Dancers face some of the biggest financial challenges of any artists. “You need a place to rehearse and a place to perform, so you have two burdens of rent on top of where you live," says artist advocate Esther Robinson. “And one of the hidden costs is your body—you can't work if you get hurt."
Robinson spent seven years at the Creative Capital Foundation, a nonprofit that provides artists with funding, but she grew frustrated that the foundation was only able to help a few of the thousands who applied. “Artists are told that if their work is good, they will be successful," she says. “And I didn't feel like I was witnessing that at all."

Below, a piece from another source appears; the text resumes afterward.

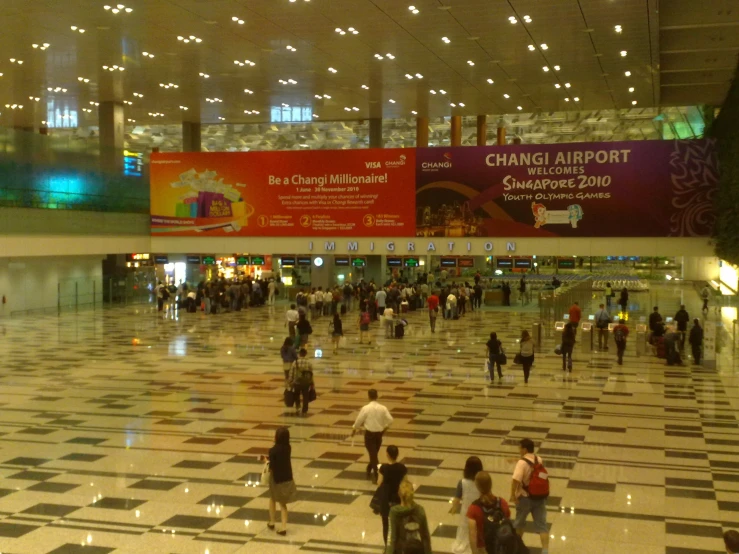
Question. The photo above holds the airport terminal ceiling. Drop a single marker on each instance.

She noticed that the artists with the most longevity were the ones who had some kind of asset, like a home, a business or savings—“something they accumulated along the way that allowed them to ride the ups and downs of their artistic practice." So she founded ArtHome to help artists learn how to manage their money and build those assets.
Robinson encourages artists to become self-sufficient, offering these seven tips.
Embrace Your Second Job
“See secondary forms of income as part of your practice, as something you're proud of. You don't need to use the ways you make money to prove that you're a dancer. If you don't know what to do, pull together your friends and mentors and ask, 'What do you suggest, knowing me and my skills?' Make your mantra: 'Least amount of time, most amount of money.' "

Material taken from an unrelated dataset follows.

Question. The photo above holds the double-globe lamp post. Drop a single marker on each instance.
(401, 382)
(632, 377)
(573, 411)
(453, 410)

Use Your Irregular Schedule
“Seasonal and episodic incomes are hard to manage, but embrace them. Is there a way that for some part of the year you can drop out and just make money? Is there something you can do in off-hours?"

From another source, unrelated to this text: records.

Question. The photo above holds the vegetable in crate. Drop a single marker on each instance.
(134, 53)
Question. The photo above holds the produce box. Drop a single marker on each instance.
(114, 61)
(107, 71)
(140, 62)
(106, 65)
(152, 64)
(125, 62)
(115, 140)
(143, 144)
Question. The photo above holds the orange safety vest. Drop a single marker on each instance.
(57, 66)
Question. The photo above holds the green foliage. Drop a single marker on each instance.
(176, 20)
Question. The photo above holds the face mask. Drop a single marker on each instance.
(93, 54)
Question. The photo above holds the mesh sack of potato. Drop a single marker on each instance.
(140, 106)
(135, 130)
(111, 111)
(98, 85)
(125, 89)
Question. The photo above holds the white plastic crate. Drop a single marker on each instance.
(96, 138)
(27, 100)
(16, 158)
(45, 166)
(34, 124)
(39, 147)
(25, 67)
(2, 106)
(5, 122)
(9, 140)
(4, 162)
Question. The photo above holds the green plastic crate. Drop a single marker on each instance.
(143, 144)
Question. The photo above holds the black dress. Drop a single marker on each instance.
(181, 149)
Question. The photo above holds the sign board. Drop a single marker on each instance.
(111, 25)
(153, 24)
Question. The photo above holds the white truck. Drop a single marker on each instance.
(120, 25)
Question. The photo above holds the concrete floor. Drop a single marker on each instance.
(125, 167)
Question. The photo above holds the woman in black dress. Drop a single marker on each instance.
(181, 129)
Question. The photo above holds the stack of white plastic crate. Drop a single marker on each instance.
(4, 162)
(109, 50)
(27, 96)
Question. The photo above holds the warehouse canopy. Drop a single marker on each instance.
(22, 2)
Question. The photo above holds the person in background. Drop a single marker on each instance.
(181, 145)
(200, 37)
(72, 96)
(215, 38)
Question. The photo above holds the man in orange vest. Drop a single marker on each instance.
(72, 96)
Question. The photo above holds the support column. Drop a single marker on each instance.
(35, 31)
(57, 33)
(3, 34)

“Choreographers: Instead of making as much work as possible, focus on quality and be more tactical about what you do produce. Make sure the right people are invited, and make sure you have time to invite those people. You can't be practical with too much output. Money issues are often a sign of overproducing."
Find Your Saving Style
“There are a couple ways to start saving: Take an automatic withdrawal out of your checking account every month, or take whole chunks of money that enter your income stream (like a tax refund, commission or gift) and divert those to savings."
Build an Emergency Fund
“When you're working on your taxes, and you've broken down your income and expenses, look at the 'miscellaneous' category—this is where emergency expenses often show up. Most people spend between $2,500 and $5,000 per year on emergencies. The key is to always have enough cash on the side to cover these moments so they don't become debt."
Improve Your Credit Score
“A good credit score means all the money you borrow is at the lowest rate possible. If you want to purchase anything big like a house or a car, you will want (and sometimes even need) a good credit score."
“Home ownership is right for a certain kind of person, and it depends on where you live. Some people won't cross that threshold, so they need to save at a higher rate because they won't have an asset they could live in, borrow from or sell when they retire."